Radioaktiver Giftmüll in Hannover-List

Die Wellen der Empörung bei den Anwohnern rund um den De-Haën-Platz in der List schlagen hoch. Nachdem dort zunächst radioaktive Belastungen entdeckt worden waren, fand man kurze Zeit später auch noch giftige Schwermetalle, wie Arsen und Quecksilber, im Boden.

Belastet sind Gehwege, Hinterhöfe und einige Keller. Eltern machen sich jetzt Sorgen um ihre spielenden Kinder, Obst und Gemüse aus den betroffenen Gärten sollte nicht gegessen werden - und die Sanierung wird richtig teuer. Es fragt sich nur, für wen.

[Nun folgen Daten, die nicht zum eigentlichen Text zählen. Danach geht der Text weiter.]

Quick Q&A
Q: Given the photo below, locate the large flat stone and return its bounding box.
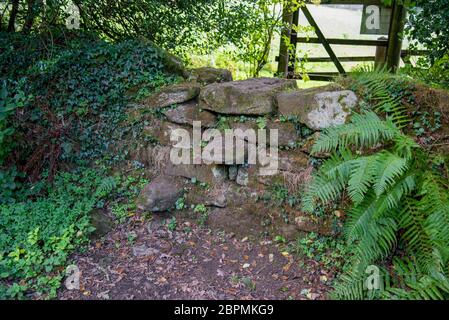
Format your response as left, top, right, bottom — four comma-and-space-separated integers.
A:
165, 101, 217, 128
165, 163, 227, 185
143, 82, 200, 108
143, 119, 193, 148
229, 120, 299, 147
277, 85, 358, 130
200, 78, 297, 115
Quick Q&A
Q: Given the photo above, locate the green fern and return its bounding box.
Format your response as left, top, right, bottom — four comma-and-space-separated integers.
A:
351, 68, 409, 128
302, 111, 449, 299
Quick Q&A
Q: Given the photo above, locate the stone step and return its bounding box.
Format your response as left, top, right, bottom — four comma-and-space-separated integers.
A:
199, 78, 297, 115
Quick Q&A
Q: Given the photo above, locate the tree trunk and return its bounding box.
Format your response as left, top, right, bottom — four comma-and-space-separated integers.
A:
22, 0, 37, 34
277, 2, 293, 77
8, 0, 19, 32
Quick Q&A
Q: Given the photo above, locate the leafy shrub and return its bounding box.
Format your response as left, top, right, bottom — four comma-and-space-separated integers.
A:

Die Altlasten stammen aus der Produktion der Chemiefabrik Riedel de Haën, die sich Mitte des 19. Jahrhunderts dort ansiedelte und verschiedene Chemikalien produzierte, so auch radioaktive thoriumhaltige Glühfäden für Lampen. 1902 siedelte die Fabrik nach Seelze um, dort existiert sie heute noch. Sie wurde 1999 vom milliardenschweren US-Rüstungskonzern Honeywell aufgekauft, dessen Umsatzprognose für 2008 auf rund 38 Milliarden Dollar geschätzt wird.

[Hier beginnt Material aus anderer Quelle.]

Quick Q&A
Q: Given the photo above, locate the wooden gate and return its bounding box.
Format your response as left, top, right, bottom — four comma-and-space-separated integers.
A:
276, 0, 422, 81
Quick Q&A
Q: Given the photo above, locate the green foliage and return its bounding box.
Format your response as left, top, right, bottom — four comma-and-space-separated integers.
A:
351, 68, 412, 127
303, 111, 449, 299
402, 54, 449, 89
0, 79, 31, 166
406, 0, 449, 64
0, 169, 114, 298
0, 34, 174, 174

Informationen blieben im Giftschrank

Es kann eigentlich niemanden überraschen, dass sich auf dem ehemaligen Werksgelände auch heute noch giftige und strahlende Reste aus der früheren Produktion wiederfinden. Zwar hatte schon Anfang der 90er Jahre ein Gutachten des Niedersächsischen Umweltministeriums auf die Altlast hingewiesen, doch die damals noch zuständige Landeshauptstadt Hannover stellte das Gutachten ungelesen ins Regal und gab es später an die Region Hannover weiter, die es offensichtlich ebenfalls nur im Buchregal einordnete. „Die gegenseitigen Schuldzuweisungen zwischen der Landeshauptstadt und der Region Hannover sind ein Skandal", betont Michael Höntsch, Fraktionsvorsitzender der LINKEN im Rat, der selbst in der List wohnt. „Scheibchenweise werden wir von den Behörden mit neuen Hiobsbotschaften über die Altlasten überrascht. Die Region Hannover muss als zuständige Bodenschutzbehörde dafür sorgen, dass schnellstmöglich auf Kosten der Firma Honeywell saniert wird."

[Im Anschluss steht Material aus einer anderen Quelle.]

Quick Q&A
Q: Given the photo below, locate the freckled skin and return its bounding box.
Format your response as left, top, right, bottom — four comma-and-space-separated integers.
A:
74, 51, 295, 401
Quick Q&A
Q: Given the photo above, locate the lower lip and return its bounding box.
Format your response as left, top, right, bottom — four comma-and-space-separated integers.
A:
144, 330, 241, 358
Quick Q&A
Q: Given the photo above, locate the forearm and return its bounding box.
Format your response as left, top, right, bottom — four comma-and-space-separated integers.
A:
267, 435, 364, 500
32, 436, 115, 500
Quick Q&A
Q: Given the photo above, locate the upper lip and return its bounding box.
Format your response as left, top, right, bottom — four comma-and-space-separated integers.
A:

Verursacher zur Sanierung heranziehen

Honeywell ist Rechtsnachfolger des Verursachers, und könnte deshalb zur Verantwortung gezogen werden. Im Einvernehmen mit der Region will die Stadt die Sanierung der öffentlichen Flächen dagegen selbst übernehmen und sie ansonsten den Eigentümern der Wohnhäuser und Grundstücke überlassen. Der linke Regionsabgeordnete und Altlastenexperte Dr. Michael Braedt bringt es auf den Punkt: „Offensichtlich sieht es Regionspräsident Hauke Jagau (SPD) als vorrangig an, finanzkräftige Konzerne vor ihren Sanierungsverpflichtungen zu schützen und dafür Familien, die ohne Argwohn Privatwohnungen in der List erworben haben, die Kosten der Sanierung aufzudrücken. Die Bevölkerung ist durch die Altlasten und die jahrelang ertragene mögliche Gefährdung schon genug betroffen, jetzt darf man sie nicht noch zusätzlich mit den Sanierungskosten belasten." Ähnlich sieht das auch die inzwischen gegründete Bürgerinitiative „Interessengemeinschaft Chemiemüll List". Sie fordert, zunächst alle Untersuchungsergebnisse abzuwarten und dann eine gemeinsame Sanierung aller Flächen. DIE LINKE im Landtag hat die Landesregierung inzwischen aufgefordert, gegen die Region Hannover fachaufsichtlich vorzugehen, weil sie den Honeywell-Konzern unter Verstoß gegen das Bodenschutzgesetz vor seinen Sanierungsverpflichtungen bewahren wolle. Für Altlasten, für die sich kein Verursacher mehr haftbar machen lässt, fordert DIE LINKE außerdem einen Altlastenfonds unter Beteiligung der Industrie.